Table 1. Mean germination values and germination index at 10 °C for the inbreds evaluated. S/C, stress/control ratios.
Genotypes | Germination (%) | Germination Index (days) | ||
Stress | S/C | Stress | S/C | |
SC 1 | 99 a | 0.99 | 8.4 a | 3.91 |
SC 3 | 78 ab | 0.83 | 8.4 a | 3.51 |
SC 4 | 93 a | 0.93 | 10.6 ab | 3.51 |
SC 5 | 15 ef | 0.15 | 15.2 d | 4.43 |
SC 6 | 93 a | 0.96 | 9.6 ab | 6.01 |
SC 7 | 79 ab | 1.13 | 10.4 ab | 3.68 |
SC 9 | 46 cde | 0.48 | 13.5 cd | 4.15 |
SC 12 | 50 bc | 0.92 | 11.4 bc | 3.16 |
L 10 | 35 def | 0.40 | 14.6 d | 5.50 |
L 11 | 2 f | 0.03 | 10.4 ab | 5.71 |
B 73 | 21 def | 0.31 | 11 bc | 4.36 |
Mean | 60.45 | 0.67 | 11.18 | 4.34 |
Tukey(P<0.05) | 4.79 | 4.80 |
Stress: Germination test at 10 °C for 28 days.
Control: Germination test at 25 °C for 7 days
Different letters within the same column designate significant differences (p<0.05) according to Tukey´s test
The germination temperature base for all Andean inbreds was lower than that calculated for the testers and other genotypes of different origin (SC 9 and SC 12)(Table 2). In this sense the values calculated for this parameter in some Andean materials (SC 7, SC 4 and SC 1) are substantially lower than those previously reported for maize (e.g. = 7.2 or 10 °C)
Table 2. Temperature base for germination of the genotypes evaluated.
Genotype | Temperature base for germination (°C) | Genotype | Temperature base for germination (°C) |
SC 7 | 4.63 | L 10 | 8.97 |
SC 1 | 5.49 | SC 12 | 9.56 |
SC 4 | 5.56 | B 73 | 9.68 |
SC 6 | 6.5 | L 11 | 10.89 |
SC 3 | 8.39 | SC 9 | 11.01 |
SC 5 | 8.49 |
Germination percentages at 10 °C of the Andean-Patagonian inbreds were greater than those from the selected testers employed (Table 1). In addition, one of these inbreds, SC 1, also showed the highest germination index.
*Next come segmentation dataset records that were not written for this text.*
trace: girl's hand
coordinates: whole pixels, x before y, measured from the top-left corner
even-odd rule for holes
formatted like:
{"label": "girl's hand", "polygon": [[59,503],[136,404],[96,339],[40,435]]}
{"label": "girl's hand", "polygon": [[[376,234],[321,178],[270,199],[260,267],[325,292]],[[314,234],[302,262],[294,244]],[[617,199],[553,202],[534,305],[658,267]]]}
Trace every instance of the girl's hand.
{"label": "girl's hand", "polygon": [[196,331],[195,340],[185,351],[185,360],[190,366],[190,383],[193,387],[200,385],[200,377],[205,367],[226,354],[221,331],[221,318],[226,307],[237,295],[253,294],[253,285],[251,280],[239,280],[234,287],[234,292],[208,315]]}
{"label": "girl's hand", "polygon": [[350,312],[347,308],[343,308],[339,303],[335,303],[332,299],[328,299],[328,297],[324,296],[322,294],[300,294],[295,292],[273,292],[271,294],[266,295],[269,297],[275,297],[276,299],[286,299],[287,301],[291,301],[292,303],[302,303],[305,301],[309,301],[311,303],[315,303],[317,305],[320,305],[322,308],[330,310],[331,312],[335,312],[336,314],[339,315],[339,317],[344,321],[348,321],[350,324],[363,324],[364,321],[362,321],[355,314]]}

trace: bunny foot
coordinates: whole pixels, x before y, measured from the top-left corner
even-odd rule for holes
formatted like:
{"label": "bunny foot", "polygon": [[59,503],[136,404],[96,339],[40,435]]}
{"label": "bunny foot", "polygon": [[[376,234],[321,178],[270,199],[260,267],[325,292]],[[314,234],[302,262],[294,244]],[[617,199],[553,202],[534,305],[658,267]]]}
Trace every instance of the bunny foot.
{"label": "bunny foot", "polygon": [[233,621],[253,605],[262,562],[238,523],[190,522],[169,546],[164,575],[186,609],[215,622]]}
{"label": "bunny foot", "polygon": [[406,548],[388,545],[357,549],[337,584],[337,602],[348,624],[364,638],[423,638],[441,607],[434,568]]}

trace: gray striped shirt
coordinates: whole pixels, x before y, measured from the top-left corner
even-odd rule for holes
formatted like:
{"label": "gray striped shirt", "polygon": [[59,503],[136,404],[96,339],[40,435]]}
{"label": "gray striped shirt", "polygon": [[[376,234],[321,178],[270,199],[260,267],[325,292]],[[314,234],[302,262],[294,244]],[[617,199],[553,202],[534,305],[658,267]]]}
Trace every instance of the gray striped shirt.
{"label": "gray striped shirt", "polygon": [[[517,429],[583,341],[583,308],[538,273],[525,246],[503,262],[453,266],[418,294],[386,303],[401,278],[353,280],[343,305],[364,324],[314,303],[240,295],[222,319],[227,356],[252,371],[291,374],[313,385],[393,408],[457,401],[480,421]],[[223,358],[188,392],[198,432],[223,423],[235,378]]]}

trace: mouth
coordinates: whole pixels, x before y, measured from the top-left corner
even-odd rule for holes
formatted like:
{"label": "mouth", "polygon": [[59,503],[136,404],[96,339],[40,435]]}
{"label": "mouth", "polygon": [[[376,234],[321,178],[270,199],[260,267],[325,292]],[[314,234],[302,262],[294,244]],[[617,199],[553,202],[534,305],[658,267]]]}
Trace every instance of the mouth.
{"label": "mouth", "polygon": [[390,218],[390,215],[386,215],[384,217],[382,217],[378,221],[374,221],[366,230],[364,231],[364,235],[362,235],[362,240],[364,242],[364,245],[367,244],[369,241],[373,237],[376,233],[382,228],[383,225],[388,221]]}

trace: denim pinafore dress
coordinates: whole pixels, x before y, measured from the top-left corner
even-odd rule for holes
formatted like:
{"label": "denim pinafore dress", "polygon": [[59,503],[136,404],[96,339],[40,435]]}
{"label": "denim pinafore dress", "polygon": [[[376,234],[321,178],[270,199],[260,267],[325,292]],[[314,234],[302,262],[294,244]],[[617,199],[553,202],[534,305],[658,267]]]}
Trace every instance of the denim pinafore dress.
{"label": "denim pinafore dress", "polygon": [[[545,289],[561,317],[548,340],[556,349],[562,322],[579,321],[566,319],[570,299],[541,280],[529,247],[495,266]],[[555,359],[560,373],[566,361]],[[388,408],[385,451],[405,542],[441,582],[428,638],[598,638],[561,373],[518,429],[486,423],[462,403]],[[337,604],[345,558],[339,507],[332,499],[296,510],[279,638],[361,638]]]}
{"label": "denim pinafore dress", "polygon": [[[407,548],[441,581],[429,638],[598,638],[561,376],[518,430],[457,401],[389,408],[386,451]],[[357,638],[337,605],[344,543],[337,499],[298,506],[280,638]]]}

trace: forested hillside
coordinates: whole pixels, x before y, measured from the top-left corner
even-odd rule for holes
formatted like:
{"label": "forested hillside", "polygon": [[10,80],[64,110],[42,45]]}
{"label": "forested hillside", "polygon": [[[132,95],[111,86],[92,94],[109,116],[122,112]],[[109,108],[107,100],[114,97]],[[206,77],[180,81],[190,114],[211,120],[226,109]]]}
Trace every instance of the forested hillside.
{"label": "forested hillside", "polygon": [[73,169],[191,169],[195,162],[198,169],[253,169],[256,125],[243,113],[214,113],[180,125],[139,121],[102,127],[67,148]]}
SC 1, SC 4 and SC 6 temperature base for germination was 3 °C lower than for B73 (Table 2). This fact is in accordance with the higher GI observed in some Andean inbreds exposed to stress treatment. Data presented in this communication show that some Andean-Patagonian inbreds are promising basic materials for developing new cold tolerant hybrids.